Batch tuning in Redpanda for optimized performance (part 2)

A practical analysis of observability tools, optimal batch sizing, and the impact of write caching

Travis Campbell

Paul Wilkinson

November 26, 2024

CopIED!

In part one of this batch tuning series, we discussed batching from first principles, how to configure batching, and what affects batch sizes. If these topics sound unfamiliar, read the first blog before you go any further.

In this second part, we dive into some practical analysis with observability tools, recommendations, and guidance when tuning. Plus, a quick detour into write caching when client-side tuning may not be possible. Lastly, we'll touch on a real-world example we recently completed with a customer.

Observability and batches

Redpanda emits Prometheus metrics for deep introspection into the cluster and workload behavior. The metrics are split between public and private groups.
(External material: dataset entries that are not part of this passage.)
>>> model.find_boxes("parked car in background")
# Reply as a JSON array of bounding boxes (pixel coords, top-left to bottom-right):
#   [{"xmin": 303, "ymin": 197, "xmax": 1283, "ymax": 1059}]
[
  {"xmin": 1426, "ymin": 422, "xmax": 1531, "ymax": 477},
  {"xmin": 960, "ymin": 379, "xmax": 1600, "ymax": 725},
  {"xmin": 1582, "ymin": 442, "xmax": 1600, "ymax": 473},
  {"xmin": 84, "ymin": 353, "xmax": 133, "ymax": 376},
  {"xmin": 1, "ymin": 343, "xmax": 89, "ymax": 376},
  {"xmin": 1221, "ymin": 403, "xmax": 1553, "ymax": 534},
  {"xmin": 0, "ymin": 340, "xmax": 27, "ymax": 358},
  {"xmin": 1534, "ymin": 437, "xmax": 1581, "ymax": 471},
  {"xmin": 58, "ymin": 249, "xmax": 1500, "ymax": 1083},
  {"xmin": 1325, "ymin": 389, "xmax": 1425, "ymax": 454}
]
The private endpoint contains several metrics critical to seeing the effective batch size at the cluster and topic level.
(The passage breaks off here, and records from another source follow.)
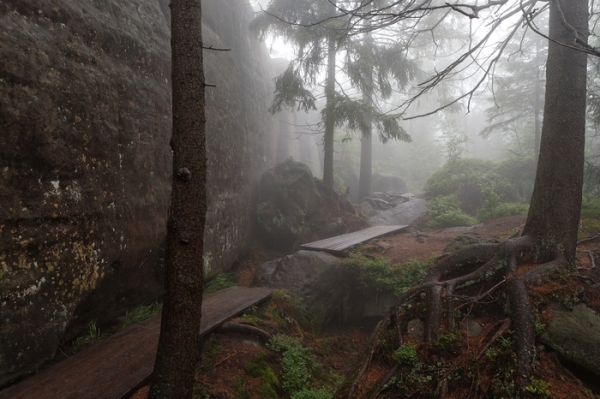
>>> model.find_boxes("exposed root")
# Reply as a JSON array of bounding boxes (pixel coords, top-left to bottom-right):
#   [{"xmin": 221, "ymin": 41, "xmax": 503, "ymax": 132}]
[
  {"xmin": 215, "ymin": 322, "xmax": 272, "ymax": 343},
  {"xmin": 341, "ymin": 234, "xmax": 571, "ymax": 398},
  {"xmin": 475, "ymin": 318, "xmax": 511, "ymax": 360}
]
vectorized_storage_log_written_bytes - private metric for the number of bytes written since process start
vectorized_storage_log_batches_written - private metric for the count of message batches since process start
vectorized_scheduler_queue_length – private metric for the broker's internal backlog of tasks to work through
redpanda_cpu_busy_seconds_total – public metric for evaluating CPU utilization

We can use a simple Grafana visualization with a PromQL query to turn this into the average effective batch size, breaking it down by broker, topic, and partition. Additionally, we want to check other areas, such as the batch rate per CPU core, scheduler backlog, and batches written per topic.

Average effective batch size by topic:

sum(irate(vectorized_storage_log_written_bytes{topic!~"^_.*"}[5m])) by (topic) / sum(irate(vectorized_storage_log_batches_written{topic!~"^_.}[5m])) by (topic)
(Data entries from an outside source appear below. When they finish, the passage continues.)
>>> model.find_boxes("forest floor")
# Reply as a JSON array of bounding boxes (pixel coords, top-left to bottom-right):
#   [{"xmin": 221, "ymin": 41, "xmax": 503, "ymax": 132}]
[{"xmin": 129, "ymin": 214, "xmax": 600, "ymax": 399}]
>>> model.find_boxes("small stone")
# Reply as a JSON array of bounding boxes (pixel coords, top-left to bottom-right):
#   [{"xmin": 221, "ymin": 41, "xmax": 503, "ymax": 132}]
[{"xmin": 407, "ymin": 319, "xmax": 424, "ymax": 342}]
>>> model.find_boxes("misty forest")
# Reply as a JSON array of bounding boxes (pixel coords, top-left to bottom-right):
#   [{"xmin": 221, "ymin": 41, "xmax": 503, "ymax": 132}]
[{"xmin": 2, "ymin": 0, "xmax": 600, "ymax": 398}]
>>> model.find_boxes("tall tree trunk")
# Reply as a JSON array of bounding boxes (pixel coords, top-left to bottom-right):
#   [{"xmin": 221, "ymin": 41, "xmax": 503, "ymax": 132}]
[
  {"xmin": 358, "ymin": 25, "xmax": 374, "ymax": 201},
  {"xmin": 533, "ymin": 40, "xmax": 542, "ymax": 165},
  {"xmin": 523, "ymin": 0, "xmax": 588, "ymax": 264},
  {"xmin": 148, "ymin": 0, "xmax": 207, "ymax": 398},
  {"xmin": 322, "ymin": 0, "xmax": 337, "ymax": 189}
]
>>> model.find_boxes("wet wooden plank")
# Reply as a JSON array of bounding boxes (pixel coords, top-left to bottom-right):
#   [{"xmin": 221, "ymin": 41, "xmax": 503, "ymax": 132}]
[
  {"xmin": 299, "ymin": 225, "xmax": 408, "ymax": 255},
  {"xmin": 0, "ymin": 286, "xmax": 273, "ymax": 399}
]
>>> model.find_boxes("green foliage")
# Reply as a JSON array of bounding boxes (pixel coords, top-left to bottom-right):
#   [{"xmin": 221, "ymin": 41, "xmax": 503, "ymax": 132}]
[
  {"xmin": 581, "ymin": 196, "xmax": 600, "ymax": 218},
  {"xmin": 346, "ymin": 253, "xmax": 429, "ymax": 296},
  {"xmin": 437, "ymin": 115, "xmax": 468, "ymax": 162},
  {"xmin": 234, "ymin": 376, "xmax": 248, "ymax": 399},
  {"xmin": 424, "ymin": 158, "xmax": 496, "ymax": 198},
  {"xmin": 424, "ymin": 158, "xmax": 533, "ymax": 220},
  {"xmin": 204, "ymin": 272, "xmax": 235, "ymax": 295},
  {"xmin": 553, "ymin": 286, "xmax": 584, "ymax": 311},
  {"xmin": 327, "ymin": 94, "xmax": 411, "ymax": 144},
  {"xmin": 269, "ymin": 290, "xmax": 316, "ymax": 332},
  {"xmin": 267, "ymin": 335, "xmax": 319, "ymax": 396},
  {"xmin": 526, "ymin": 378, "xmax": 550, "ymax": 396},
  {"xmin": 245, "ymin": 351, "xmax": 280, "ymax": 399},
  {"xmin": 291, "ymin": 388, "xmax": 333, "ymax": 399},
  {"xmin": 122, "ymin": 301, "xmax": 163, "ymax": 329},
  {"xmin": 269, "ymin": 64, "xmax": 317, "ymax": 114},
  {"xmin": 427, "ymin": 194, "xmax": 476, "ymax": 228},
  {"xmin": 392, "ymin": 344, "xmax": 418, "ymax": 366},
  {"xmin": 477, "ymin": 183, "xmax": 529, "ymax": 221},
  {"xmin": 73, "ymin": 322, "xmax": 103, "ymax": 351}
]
Average batch write request rate per core:

sum(irate(vectorized_storage_log_batches_written{topic!~"^_.*"}[5m])) by (cluster) / count(redpanda_cpu_busy_seconds_total{}) by (cluster)

Batches written per second per topic:

sum(irate(vectorized_storage_log_batches_written{topic!~"^_.*"}[5m])) by (topic)

Size of the scheduler backlog:

sum(vectorized_scheduler_queue_length{}) by (cluster,group)

CPU utilization:

avg(deriv(redpanda_cpu_busy_seconds_total{}[5m])) by (pod,shard)

The impact of tuning

When we tune a high-performance Redpanda system, we want to take a systematic, scientific approach where one option is modified at a time, evaluated, and accepted or rejected. This lets us look at the behavior of the change and establish new baselines to work from. There are several areas to look at as tuning happens, including efficiency improvements, latency changes, controlling resource utilization, and reducing back pressure.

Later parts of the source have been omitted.